Wulff sieht sich seit über einer Woche mit Vorwürfen wegen eines Hausdarlehens und zu enger Kontakte zu reichen Unternehmern konfrontiert. Am Donnerstag machte das Magazin "Der Spiegel" weitere Einzelheiten des Kredits öffentlich. Danach bekam Wulff das Darlehen für sein Eigenheim von 500 000 Euro bei der BW-Bank zu auffallend günstigen Konditionen. Wulff habe - nach der Ablösung des Kredits beim Unternehmerpaar Geerkens - bei der BW-Bank keinen normalen Immobilienkredit erhalten, sondern ein komplexes Finanzkonstrukt.

Die Opposition im Bundestag hatte zuvor von Wulff eine persönliche Stellungnahme verlangt. Ernsthafte Forderungen nach seinem Rücktritt erhob sie bisher aber nicht. Kritisiert wurde, dass Wulff Fragen, die es in der Bevölkerung zu Recht gebe, von seinen Anwälten beantworten lasse.

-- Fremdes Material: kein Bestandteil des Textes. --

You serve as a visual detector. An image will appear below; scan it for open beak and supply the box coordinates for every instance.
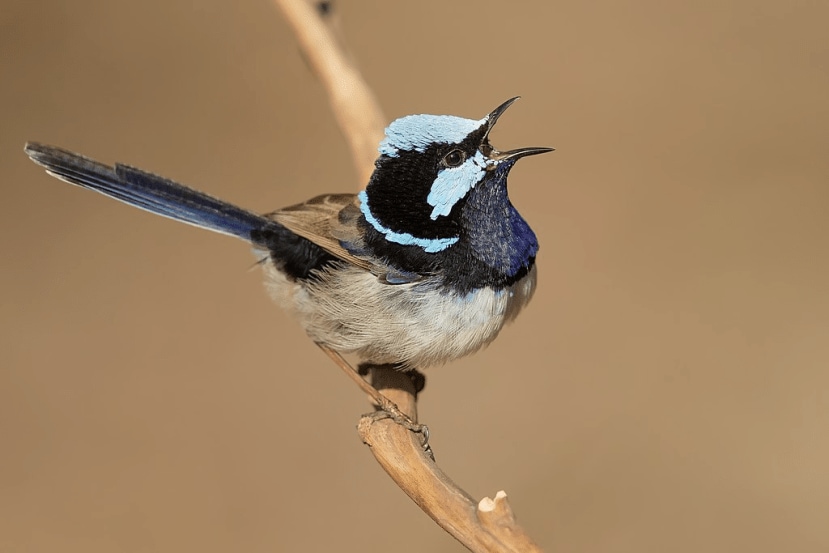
[481,96,554,168]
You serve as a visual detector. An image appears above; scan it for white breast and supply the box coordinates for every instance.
[266,264,536,368]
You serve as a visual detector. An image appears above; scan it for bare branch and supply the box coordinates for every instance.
[274,0,541,553]
[274,0,386,183]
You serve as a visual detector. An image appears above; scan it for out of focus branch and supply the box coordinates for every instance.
[274,0,540,553]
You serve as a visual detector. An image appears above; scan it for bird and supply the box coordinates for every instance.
[25,97,553,371]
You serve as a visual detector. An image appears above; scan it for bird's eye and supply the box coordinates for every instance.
[442,150,466,167]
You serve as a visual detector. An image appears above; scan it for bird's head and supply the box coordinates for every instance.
[360,98,552,254]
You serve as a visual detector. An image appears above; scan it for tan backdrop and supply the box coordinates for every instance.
[0,0,829,553]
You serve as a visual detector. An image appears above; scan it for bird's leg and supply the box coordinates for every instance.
[317,342,429,438]
[357,363,426,398]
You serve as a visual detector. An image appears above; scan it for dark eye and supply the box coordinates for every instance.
[442,150,466,167]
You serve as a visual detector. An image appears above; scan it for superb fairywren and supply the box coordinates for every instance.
[26,98,551,369]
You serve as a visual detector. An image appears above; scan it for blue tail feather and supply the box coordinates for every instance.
[26,142,274,241]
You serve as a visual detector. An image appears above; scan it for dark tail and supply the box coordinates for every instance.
[25,142,274,242]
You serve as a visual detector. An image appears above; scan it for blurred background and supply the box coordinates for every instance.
[0,0,829,553]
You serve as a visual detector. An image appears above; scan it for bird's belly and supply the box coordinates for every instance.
[268,266,536,368]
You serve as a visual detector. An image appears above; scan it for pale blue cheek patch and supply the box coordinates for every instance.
[379,115,487,157]
[426,152,492,221]
[358,190,458,253]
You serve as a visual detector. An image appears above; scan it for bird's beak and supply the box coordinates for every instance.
[481,96,554,165]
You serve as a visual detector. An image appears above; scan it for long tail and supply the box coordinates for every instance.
[25,142,274,242]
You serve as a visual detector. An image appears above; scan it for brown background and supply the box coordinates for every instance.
[0,0,829,553]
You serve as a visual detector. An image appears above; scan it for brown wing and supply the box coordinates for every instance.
[266,194,376,274]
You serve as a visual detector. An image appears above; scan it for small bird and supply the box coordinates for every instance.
[25,98,552,376]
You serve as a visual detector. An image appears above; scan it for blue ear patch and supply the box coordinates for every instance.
[426,152,492,221]
[358,190,459,253]
[379,115,487,157]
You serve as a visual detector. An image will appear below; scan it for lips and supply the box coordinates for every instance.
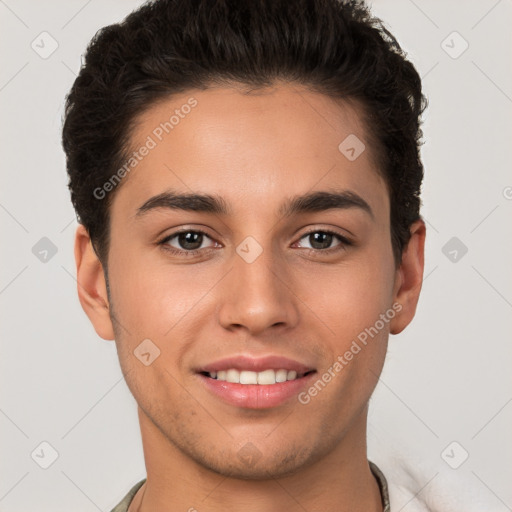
[199,356,314,374]
[197,356,316,409]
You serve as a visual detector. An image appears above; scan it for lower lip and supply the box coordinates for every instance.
[199,372,315,409]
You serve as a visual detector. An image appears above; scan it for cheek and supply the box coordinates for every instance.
[309,258,394,340]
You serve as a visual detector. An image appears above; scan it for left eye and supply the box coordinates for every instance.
[300,230,350,250]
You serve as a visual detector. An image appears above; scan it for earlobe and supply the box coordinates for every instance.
[390,219,426,334]
[75,224,114,340]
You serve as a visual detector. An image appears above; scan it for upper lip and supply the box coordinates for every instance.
[198,355,314,374]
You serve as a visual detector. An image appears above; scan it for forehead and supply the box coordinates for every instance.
[110,85,388,222]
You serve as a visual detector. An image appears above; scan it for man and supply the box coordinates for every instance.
[63,0,426,512]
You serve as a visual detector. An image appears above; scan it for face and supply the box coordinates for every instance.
[74,84,419,479]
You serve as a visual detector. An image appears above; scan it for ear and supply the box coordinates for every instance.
[75,224,114,340]
[390,219,426,334]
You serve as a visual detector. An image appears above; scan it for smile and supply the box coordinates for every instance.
[206,368,310,385]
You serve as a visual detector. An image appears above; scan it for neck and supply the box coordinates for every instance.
[129,408,382,512]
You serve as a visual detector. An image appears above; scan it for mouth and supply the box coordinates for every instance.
[196,356,316,409]
[200,368,315,386]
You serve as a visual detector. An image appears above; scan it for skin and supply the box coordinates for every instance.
[75,84,425,512]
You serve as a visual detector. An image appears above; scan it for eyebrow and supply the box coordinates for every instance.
[135,190,375,219]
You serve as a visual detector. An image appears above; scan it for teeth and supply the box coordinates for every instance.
[276,370,288,382]
[209,368,302,385]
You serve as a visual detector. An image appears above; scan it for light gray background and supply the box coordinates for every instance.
[0,0,512,512]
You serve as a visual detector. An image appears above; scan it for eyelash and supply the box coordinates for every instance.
[158,229,353,258]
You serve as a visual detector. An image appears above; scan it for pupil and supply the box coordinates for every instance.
[178,231,203,250]
[310,231,333,249]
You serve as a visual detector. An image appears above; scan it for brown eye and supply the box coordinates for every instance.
[294,230,351,252]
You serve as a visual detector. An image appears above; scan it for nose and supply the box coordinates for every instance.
[217,244,300,335]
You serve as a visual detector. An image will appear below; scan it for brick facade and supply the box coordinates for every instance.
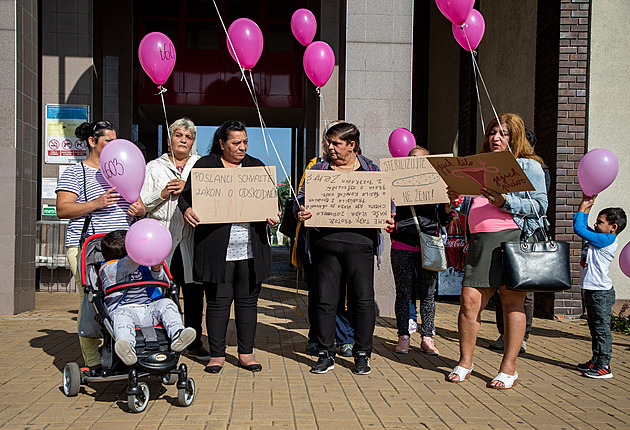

SPD-Chef Sigmar Gabriel sagte der "Passauer Neuen Presse" (Donnerstag): "Ich gehe davon aus, dass der Bundespräsident alle offenen Fragen persönlich beantwortet." Der SPD-Chef fügte jedoch hinzu: "Niemand kann sich wünschen, dass innerhalb von zwei Jahren der zweite Bundespräsident zurücktritt. ... Damit würde das Vertrauen in die demokratischen Institutionen schwer beschädigt. Umso wichtiger ist jetzt Aufklärung."

Grünen-Geschäftsführerin Steffi Lemke sagte der "Welt" (Donnerstag), es sei ein merkwürdiger Vorgang, wenn ein Bundespräsident Fragen nur noch von seinen Anwälten beantworten lasse. "Mehr Distanz zwischen Staatsoberhaupt und Öffentlichkeit gab es lange nicht. ... Wenn Christian Wulff nicht als Salami-Präsident in die Geschichte eingehen will, muss er endlich Antworten geben. Persönlich und umfassend."

Ähnlich argumentierte Gabriel: "Dass nicht er, sondern seine Anwälte kommunizieren, halte ich für unglücklich." Allerdings sei es allein Sache des Bundespräsidenten, wie er mit den Vorwürfen umgeht. "Niemand kann ihm da einen Ratschlag geben, schon gar nicht die Opposition. Ich fürchte allerdings, dass die Affäre dazu beiträgt, dass die Menschen immer weniger Vertrauen in Politik haben. Der Titel seines Buches wäre auch jetzt die richtige Leitlinie: "Besser die Wahrheit"."

Transparency International forderte Wulff auf, noch vor seiner Weihnachtsansprache mit einer öffentlichen Erklärung reinen Tisch zu machen. Eine Weihnachtsansprache Wulffs zum Zusammenhalt in der Gesellschaft sei "peinlich hoch drei", solange die gegen ihn erhobenen Vorwürfe im Raum stünden, sagte die Vorsitzende der Antikorruptions-Organisation, Edda Müller, der "Neuen Osnabrücker Zeitung" (Donnerstag). Eine Erklärung biete für Wulff die Chance, neues Vertrauen und Respekt bei den Bürgern zu gewinnen.